Track comprehensive metrics for both variants:

type MetricsCollector struct {
    metrics map[string]map[string][]ExperimentMetrics // experimentID -> variant -> metrics
    mu      sync.RWMutex
}

func NewMetricsCollector() *MetricsCollector {
    return &MetricsCollector{
        metrics: make(map[string]map[string][]ExperimentMetrics),
    }
}

func (c *MetricsCollector) Record(experimentID string, variant string, metrics ExperimentMetrics) {
    c.mu.Lock()
    defer c.mu.Unlock()

    if _, exists := c.metrics[experimentID]; !exists {
        c.metrics[experimentID] = make(map[string][]ExperimentMetrics)
    }

    c.metrics[experimentID][variant] = append(c.metrics[experimentID][variant], metrics)
}

func (c *MetricsCollector) GetMetrics(experimentID string, variant string) []ExperimentMetrics {
    c.mu.RLock()
    defer c.mu.RUnlock()

    if exp, exists := c.metrics[experimentID]; exists {
        return exp[variant]
    }
    return nil
}

Statistical Analysis

Analyze results with statistical tests:

import "math"

type ExperimentAnalysis struct {
    Winner     string  // "A", "B", or "inconclusive"
    Confidence float64 // Confidence level (0-1)
    CostSavings float64 // Cost difference
    QualityDiff float64 // Quality difference
    SampleSize map[string]int
    Summary    string
}

func (f *ABTestingFramework) AnalyzeExperiment(ctx context.Context, experimentID string) (*ExperimentAnalysis, error) {
    metricsA := f.metricsCollector.GetMetrics(experimentID, "A")
    metricsB := f.metricsCollector.GetMetrics(experimentID, "B")

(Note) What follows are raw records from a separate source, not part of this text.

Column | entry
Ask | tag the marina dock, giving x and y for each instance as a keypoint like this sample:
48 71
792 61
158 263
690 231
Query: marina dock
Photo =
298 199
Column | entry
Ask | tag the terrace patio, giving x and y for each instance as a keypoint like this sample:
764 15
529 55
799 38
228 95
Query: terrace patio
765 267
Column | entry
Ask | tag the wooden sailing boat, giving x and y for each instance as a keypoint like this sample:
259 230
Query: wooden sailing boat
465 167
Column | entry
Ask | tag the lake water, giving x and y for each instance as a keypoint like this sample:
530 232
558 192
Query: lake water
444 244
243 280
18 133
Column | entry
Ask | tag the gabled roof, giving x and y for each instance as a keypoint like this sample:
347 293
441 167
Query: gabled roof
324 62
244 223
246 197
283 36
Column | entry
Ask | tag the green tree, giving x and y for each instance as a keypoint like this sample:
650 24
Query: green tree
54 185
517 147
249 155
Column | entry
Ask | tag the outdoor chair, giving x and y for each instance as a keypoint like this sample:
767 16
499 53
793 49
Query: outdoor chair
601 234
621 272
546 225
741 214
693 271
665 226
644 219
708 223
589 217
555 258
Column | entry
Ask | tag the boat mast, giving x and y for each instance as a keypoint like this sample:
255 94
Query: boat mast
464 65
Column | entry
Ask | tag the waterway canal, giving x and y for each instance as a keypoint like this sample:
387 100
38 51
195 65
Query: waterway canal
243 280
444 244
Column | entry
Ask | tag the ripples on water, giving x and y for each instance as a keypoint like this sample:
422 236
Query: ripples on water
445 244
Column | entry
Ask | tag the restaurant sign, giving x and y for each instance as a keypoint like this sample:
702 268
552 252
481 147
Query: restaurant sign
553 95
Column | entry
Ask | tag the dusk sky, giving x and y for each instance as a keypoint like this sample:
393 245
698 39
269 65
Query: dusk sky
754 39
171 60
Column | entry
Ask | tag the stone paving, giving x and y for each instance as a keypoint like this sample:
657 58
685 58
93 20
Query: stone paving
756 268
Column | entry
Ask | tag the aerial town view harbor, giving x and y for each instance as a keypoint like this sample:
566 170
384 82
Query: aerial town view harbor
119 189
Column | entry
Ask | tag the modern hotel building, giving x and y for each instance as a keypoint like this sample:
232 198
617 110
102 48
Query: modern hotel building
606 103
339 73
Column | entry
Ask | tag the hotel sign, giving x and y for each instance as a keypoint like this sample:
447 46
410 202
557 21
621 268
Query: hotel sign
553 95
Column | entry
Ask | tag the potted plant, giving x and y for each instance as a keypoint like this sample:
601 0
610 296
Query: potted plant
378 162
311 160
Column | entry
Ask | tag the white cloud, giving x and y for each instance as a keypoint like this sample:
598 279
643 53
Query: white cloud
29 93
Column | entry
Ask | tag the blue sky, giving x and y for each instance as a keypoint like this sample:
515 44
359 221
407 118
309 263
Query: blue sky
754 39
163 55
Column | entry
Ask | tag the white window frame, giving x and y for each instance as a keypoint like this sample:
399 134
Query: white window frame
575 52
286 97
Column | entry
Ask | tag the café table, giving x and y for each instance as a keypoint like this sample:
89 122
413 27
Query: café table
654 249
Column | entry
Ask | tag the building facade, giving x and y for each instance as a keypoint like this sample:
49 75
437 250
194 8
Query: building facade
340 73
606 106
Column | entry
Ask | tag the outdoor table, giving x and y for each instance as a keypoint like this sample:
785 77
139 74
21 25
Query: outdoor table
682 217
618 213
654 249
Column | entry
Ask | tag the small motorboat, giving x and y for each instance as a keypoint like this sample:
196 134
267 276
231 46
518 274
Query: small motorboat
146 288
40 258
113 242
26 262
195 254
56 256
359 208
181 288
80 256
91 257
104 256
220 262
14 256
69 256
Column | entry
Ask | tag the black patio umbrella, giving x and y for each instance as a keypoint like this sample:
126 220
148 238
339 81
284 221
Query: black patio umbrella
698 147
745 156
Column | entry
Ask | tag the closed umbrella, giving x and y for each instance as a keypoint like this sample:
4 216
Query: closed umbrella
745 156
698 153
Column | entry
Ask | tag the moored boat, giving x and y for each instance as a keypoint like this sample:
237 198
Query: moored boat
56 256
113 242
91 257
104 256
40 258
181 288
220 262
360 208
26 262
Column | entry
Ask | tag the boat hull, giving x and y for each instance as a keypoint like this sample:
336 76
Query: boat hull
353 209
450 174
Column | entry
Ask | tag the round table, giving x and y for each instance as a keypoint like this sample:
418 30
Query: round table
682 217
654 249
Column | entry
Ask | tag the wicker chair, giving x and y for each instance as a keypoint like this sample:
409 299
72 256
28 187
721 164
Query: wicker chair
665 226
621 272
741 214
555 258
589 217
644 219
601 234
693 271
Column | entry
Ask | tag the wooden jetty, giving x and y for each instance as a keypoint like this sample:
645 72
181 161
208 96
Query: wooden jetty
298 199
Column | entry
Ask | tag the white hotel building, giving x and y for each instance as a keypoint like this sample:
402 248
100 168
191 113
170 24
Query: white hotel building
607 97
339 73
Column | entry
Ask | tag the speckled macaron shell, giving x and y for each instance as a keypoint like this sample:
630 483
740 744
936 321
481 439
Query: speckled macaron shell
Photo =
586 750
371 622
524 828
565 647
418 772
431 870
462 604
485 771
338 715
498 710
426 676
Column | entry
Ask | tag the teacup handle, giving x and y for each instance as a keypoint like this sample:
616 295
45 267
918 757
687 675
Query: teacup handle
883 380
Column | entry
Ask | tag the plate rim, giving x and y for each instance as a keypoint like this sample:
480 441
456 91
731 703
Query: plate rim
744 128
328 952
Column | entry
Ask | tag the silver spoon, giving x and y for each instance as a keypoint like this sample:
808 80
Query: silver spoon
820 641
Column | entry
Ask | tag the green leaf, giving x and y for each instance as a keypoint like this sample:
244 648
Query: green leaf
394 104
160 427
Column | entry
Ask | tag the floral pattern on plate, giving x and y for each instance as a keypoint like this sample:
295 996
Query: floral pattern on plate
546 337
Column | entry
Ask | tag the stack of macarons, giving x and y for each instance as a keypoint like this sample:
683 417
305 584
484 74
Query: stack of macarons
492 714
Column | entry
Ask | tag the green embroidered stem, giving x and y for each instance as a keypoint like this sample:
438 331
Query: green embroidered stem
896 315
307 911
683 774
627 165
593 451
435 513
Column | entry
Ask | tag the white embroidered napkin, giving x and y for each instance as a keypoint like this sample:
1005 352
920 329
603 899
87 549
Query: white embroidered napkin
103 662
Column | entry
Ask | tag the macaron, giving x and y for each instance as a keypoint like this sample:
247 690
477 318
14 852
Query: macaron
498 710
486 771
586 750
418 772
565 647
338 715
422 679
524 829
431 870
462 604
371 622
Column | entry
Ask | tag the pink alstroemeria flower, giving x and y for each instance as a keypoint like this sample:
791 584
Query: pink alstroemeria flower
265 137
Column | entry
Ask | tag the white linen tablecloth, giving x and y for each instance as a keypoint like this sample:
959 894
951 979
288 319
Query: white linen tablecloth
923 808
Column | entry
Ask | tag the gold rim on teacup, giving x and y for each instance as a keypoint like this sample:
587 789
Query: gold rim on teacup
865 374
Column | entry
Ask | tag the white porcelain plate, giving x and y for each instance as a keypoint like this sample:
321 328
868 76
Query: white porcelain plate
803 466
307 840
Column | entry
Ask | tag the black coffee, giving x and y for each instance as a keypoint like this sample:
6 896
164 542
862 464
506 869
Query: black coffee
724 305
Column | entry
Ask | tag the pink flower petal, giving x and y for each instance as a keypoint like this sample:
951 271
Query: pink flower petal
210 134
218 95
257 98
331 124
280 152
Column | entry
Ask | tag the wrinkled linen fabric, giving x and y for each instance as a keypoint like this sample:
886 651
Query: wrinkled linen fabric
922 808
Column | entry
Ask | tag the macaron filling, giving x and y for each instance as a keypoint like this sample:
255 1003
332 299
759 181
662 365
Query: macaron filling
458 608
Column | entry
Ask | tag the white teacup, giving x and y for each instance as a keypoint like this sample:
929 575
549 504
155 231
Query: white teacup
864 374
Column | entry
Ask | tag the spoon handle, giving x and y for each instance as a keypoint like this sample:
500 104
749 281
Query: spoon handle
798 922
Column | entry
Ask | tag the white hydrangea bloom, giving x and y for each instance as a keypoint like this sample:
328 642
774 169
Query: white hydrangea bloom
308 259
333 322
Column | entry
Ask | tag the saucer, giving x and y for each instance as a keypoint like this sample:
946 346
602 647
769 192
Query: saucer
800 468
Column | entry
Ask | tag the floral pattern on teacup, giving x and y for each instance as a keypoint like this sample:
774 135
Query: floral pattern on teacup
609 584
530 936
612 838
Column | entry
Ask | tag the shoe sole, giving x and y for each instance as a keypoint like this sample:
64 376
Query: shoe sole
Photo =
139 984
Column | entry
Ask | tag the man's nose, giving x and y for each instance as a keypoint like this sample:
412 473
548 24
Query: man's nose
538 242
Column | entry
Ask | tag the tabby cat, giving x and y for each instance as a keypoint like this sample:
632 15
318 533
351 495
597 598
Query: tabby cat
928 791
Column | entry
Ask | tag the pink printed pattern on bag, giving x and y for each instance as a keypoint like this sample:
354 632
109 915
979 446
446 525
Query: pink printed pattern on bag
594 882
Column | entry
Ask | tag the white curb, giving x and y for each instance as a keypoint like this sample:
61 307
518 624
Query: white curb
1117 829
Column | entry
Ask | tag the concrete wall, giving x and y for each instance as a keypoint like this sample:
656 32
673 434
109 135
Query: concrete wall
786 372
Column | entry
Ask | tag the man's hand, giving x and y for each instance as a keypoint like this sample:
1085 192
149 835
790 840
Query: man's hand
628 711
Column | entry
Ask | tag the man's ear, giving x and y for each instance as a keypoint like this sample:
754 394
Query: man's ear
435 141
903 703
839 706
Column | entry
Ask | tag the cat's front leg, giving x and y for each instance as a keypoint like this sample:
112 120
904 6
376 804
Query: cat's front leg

    if len(metricsA) < 30 || len(metricsB) < 30 {
        return &ExperimentAnalysis{
            Winner:     "inconclusive",
            Confidence: 0.0,
            Summary:    fmt.Sprintf("Insufficient samples (need 30+, have A:%d B:%d)", len(metricsA), len(metricsB)),
        }, nil
    }

    // Calculate average metrics
    avgCostA := average(metricsA, func(m ExperimentMetrics) float64 { return m.Cost })
    avgCostB := average(metricsB, func(m ExperimentMetrics) float64 { return m.Cost })
    avgQualityA := average(metricsA, func(m ExperimentMetrics) float64 { return m.Quality })
    avgQualityB := average(metricsB, func(m ExperimentMetrics) float64 { return m.Quality })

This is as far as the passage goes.